Sort of strangely though, while The Banner Saga 2 introduced Survival Mode (a combat-only mode where you have to survive 40 consecutive battles) and trainer challenges (where you have to use combat abilities in a certain way with specific characters), neither of these additions made it into the base version of The Banner Saga 3. However, Stoic Studio plans to add replacements in the future, and apparently for free. It's just a surprise that Survival Mode didn't make it in right away given that they already had a template to work from. But in any case, future versions of The Banner Saga 3 will give you more options for fighting enemies and putting your battle prowess to the test.
Finally, we come to the story events. These include things like having conversations with your party members, dealing with obstacles that turn up in your path, and rescuing people who are in need of help -- or not, and leaving them to their fate. The outcomes of these events are completely arbitrary, which can be frustrating at times, but it's probably a good thing since it means that no one way of playing will see you through the game unscathed. For example, you might want to play as a good guy and help as many people as possible, but while this can earn you some nice rewards sometimes, at other times it leads to needless battles or allows thieves easy access to your supplies.
As an example of a story event, at one point one of your groups of characters discovers a dredge being harassed by some humans. Dredge were your primary enemy during the first two games, so do you help the humans kill the dredge and accept their reward, or do you come to the aid of the dredge and hope that your clan will be able to work with it -- and that it won't end up sabotaging you in some way?
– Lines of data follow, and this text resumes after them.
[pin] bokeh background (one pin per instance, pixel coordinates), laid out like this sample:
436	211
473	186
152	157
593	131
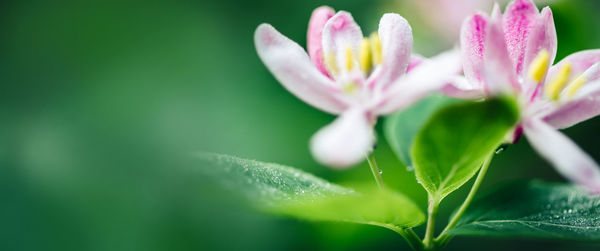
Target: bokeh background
102	103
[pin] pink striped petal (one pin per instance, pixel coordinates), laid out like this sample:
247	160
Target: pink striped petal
519	19
568	159
346	141
340	32
396	45
472	40
428	77
542	36
499	76
292	67
315	35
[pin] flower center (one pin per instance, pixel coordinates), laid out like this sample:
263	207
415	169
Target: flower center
559	85
368	57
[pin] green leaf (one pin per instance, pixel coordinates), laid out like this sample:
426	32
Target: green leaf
401	128
452	145
533	209
285	190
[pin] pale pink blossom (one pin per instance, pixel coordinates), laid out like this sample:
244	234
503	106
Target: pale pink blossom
355	77
512	53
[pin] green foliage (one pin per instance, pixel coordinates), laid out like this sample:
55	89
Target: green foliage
401	128
284	190
451	147
533	209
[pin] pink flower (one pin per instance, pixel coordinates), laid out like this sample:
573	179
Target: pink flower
352	76
512	53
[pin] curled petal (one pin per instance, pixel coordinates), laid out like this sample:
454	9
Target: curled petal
541	37
396	44
499	76
568	159
428	77
341	32
519	19
346	141
292	67
315	36
472	39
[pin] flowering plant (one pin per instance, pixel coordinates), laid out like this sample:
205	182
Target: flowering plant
510	88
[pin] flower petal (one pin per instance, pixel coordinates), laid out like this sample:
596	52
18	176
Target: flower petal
315	36
580	62
346	141
428	77
341	32
460	87
577	110
396	44
568	159
541	37
472	40
292	67
519	19
415	60
499	76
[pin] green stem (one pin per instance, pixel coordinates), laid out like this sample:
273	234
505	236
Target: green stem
443	238
375	170
410	236
432	209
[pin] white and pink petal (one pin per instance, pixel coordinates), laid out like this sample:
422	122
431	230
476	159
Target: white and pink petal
339	34
519	19
396	44
580	62
346	141
430	76
317	22
292	67
498	74
473	39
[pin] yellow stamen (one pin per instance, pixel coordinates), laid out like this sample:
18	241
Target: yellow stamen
556	85
349	58
376	48
349	88
365	55
330	63
575	85
539	65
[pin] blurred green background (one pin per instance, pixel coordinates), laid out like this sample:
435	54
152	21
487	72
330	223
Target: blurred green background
102	103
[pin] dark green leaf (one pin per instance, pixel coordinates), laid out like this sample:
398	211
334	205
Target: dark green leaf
288	191
533	209
451	147
401	128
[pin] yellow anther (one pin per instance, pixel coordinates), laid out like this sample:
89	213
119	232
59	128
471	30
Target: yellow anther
349	88
364	55
330	63
575	85
539	65
557	83
349	58
376	48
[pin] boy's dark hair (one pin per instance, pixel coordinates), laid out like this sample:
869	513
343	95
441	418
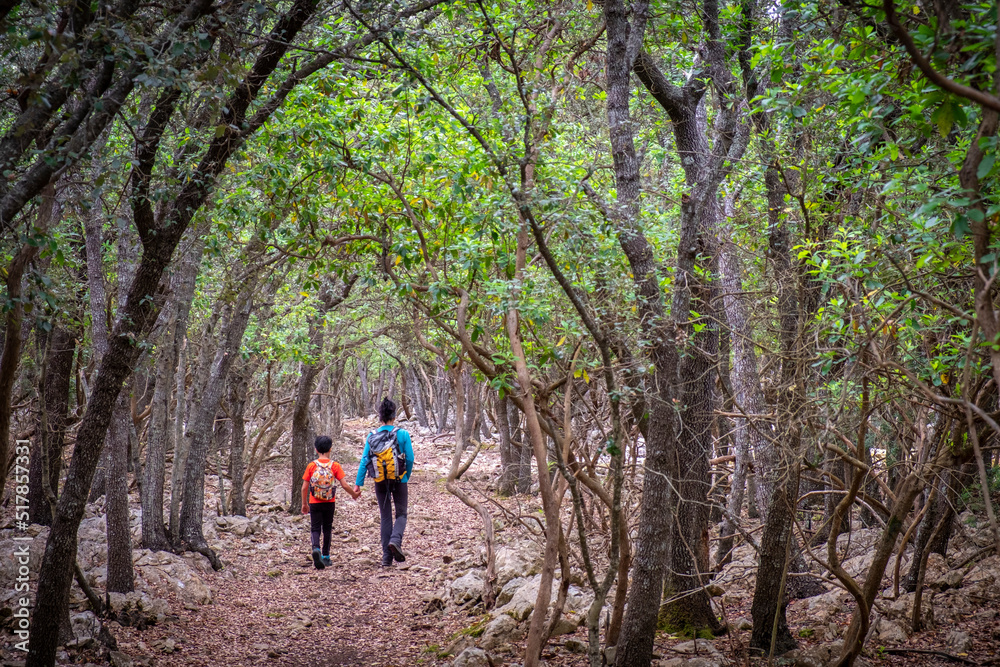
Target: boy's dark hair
386	410
323	444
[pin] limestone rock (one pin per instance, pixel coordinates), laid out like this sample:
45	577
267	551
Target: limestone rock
86	628
473	657
522	603
568	623
959	641
814	656
890	632
521	559
137	609
741	623
902	608
501	632
508	590
182	575
467	587
237	525
698	648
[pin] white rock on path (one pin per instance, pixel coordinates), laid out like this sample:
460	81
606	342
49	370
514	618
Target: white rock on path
501	632
522	603
172	572
472	657
467	587
520	559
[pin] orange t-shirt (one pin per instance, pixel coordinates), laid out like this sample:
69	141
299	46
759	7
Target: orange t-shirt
338	474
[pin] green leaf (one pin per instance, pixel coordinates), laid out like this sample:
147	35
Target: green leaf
960	226
986	165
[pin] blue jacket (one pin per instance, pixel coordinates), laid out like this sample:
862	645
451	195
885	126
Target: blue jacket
405	445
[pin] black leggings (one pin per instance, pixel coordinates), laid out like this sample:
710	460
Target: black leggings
389	495
321	518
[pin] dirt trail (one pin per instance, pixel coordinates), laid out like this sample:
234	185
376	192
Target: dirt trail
271	606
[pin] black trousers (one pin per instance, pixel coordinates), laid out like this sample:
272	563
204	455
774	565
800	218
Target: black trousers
321	518
391	494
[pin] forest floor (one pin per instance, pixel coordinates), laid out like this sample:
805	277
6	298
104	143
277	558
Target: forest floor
270	606
276	609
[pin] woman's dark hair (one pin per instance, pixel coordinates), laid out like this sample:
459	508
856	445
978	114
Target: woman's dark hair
386	410
323	444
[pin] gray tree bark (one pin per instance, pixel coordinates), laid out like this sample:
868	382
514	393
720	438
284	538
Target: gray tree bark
237	408
46	463
237	317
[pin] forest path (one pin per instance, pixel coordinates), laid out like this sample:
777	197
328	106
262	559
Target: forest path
271	606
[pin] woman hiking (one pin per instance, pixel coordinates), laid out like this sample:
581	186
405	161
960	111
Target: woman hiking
388	459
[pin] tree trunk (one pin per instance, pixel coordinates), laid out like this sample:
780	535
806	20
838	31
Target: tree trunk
237	318
10	359
521	451
301	447
138	314
417	396
508	463
121	575
154	535
180	441
364	402
237	408
687	607
98	301
46	463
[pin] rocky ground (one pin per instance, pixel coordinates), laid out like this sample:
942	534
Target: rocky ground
269	606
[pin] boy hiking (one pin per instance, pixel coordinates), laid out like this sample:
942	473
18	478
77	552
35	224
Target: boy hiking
388	459
319	497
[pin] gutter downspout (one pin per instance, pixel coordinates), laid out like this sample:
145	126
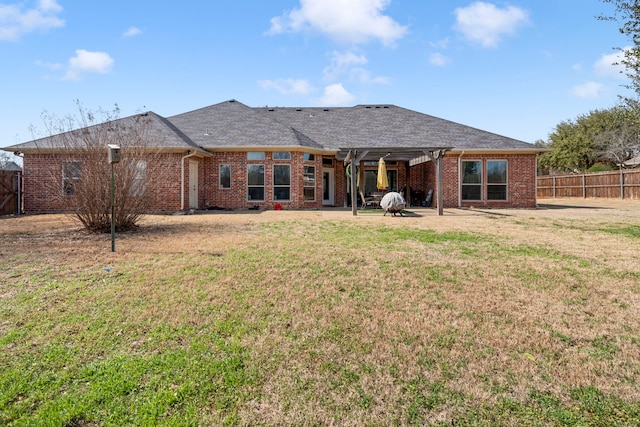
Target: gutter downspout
460	179
189	154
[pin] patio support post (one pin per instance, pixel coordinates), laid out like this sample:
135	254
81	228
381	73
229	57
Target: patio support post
436	157
354	189
407	188
354	158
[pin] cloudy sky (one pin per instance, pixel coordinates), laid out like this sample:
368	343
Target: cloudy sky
516	67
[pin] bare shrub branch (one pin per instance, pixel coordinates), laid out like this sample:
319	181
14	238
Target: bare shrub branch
83	185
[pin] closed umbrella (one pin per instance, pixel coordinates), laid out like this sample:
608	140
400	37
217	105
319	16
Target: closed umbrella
383	182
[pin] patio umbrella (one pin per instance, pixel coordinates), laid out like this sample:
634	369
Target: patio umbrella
383	182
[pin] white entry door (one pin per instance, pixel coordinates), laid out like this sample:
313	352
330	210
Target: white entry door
328	184
193	185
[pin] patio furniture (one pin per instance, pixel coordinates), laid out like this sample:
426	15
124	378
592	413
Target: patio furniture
369	202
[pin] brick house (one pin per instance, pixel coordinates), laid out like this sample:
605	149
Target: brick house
229	155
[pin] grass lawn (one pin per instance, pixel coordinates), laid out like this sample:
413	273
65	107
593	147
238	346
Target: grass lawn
523	317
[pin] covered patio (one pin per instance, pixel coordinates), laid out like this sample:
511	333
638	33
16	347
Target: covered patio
354	157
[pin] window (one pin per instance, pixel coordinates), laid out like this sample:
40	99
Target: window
255	155
281	155
472	180
71	172
496	180
281	182
255	182
309	183
225	176
139	179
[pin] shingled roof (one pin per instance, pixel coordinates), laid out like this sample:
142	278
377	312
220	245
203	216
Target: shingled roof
378	129
160	132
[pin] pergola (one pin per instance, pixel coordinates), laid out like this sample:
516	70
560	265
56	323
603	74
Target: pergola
354	156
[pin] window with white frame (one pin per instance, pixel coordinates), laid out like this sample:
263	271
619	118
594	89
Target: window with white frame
255	182
281	182
309	183
255	155
225	176
281	155
139	179
496	180
71	172
471	180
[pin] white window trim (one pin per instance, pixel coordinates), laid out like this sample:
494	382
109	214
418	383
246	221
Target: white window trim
263	186
220	177
273	173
Most answers aren't obvious, so you have to play the game a couple of times to work out the "right" ways to respond.
As for the story itself, I was a little disappointed. Just about everything that happens in the campaign was heavily telegraphed in The Banner Saga 2, and without any surprises or unexpected detours, I found the trip to the ending to be a little bit boring. Luckily, the characters are well-written, and they're properly motivated, so you don't get anybody being a bad guy (or a good guy) just because the game needs somebody in that role. Characters act in a way that makes sense given their situation, and you might find that you have a rooting interest in who survives or dies.
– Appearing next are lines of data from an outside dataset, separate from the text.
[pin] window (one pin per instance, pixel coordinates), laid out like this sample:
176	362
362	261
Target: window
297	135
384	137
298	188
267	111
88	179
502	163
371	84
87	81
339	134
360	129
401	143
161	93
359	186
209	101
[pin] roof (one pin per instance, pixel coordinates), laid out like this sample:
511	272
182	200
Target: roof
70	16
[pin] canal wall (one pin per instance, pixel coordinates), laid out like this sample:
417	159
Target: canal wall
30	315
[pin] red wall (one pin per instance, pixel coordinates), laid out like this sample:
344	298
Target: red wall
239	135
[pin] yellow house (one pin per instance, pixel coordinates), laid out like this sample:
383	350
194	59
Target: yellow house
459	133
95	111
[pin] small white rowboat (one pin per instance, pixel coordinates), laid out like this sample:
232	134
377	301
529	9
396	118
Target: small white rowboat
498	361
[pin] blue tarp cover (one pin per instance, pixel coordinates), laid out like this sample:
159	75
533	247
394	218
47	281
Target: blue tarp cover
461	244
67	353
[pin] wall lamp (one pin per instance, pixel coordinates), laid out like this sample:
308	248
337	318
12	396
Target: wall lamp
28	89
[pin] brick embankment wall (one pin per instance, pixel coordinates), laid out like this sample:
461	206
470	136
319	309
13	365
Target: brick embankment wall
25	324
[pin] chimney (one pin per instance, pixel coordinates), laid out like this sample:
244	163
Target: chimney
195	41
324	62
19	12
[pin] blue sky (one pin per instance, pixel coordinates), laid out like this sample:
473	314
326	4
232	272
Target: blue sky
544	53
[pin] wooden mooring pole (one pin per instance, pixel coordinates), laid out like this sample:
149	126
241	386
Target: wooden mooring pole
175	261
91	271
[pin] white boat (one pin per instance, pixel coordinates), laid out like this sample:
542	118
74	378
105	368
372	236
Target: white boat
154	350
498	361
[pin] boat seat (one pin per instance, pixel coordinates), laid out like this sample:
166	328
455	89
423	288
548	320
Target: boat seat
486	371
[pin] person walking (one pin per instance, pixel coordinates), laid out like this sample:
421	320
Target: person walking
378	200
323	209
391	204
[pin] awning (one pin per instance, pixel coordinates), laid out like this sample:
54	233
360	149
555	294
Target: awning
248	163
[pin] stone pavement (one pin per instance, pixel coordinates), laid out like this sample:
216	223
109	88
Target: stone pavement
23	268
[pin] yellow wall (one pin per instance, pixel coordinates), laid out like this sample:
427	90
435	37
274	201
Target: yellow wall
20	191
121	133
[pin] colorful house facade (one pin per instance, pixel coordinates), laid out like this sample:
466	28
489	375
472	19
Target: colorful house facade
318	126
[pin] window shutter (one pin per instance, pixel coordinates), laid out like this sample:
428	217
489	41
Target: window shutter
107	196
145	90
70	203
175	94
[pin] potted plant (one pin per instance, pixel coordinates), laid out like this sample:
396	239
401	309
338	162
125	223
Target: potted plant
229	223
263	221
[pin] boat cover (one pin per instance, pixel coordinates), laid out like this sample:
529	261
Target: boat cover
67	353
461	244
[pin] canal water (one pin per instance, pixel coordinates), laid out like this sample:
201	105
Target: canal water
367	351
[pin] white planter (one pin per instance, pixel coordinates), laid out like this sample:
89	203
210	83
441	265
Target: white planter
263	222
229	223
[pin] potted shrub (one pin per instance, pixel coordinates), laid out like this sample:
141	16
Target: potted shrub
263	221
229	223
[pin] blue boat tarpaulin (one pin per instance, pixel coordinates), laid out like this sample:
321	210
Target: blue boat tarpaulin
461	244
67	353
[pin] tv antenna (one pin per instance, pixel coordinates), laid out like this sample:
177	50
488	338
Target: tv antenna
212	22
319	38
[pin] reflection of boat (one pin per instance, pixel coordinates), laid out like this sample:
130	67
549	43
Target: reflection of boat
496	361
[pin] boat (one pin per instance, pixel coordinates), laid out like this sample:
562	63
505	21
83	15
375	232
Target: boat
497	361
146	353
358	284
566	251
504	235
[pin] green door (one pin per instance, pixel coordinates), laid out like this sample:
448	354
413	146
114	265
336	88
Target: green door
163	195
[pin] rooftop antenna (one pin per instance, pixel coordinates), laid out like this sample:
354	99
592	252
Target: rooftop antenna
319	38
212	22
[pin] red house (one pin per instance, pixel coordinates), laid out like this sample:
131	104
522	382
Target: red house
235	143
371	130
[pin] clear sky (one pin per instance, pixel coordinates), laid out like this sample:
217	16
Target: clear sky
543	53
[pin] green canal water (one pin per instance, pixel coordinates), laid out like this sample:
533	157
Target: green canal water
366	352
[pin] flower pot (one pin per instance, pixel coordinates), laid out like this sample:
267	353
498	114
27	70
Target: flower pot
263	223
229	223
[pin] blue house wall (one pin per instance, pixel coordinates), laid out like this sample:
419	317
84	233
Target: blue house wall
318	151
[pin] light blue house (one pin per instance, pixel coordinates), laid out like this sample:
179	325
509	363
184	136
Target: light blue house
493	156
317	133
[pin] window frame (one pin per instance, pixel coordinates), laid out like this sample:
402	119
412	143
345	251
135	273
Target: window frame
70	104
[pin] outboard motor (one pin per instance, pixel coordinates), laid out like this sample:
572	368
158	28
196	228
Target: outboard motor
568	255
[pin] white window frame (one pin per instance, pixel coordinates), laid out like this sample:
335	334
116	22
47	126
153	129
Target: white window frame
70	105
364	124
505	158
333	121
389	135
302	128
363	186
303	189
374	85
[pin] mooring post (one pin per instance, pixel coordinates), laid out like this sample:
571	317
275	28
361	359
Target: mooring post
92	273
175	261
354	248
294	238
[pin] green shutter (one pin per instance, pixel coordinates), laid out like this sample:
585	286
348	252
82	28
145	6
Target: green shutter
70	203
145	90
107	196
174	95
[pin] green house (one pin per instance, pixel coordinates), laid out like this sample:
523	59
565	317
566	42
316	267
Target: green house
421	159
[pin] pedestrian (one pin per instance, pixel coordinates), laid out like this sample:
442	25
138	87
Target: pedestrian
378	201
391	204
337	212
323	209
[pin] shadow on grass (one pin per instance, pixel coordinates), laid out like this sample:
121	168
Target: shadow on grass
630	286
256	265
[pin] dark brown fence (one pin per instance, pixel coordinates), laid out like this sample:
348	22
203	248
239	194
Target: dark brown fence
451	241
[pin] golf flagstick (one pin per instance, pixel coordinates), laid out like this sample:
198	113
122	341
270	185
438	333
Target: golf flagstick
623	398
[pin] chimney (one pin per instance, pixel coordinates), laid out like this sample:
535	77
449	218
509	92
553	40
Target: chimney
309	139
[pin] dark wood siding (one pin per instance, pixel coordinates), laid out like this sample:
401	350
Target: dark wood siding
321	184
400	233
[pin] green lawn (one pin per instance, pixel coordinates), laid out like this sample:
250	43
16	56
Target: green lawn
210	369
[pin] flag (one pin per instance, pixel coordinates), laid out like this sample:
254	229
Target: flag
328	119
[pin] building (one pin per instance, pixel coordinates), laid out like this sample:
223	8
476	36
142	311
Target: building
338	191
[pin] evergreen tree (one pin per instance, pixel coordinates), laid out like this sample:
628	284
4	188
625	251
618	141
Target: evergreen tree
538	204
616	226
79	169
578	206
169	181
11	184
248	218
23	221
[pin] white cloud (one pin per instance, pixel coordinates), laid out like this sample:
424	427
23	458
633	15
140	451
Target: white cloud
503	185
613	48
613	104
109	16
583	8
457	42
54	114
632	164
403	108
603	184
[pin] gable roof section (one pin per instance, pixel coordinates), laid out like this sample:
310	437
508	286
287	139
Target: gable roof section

Overall, The Banner Saga 3 -- and the trilogy as a whole -- gives a nice playing experience. The storyline is a little bleak, as the world is in a bad place and there aren't any easy answers for survival, but the game offers an intriguing blend of role-playing elements and turn-based combat, and its 15-hour campaign can be played multiple times to see everything and try out different combat parties and strategies. So if you enjoy story-driven games and turn-based strategy, The Banner Saga 3 is definitely a title you should consider.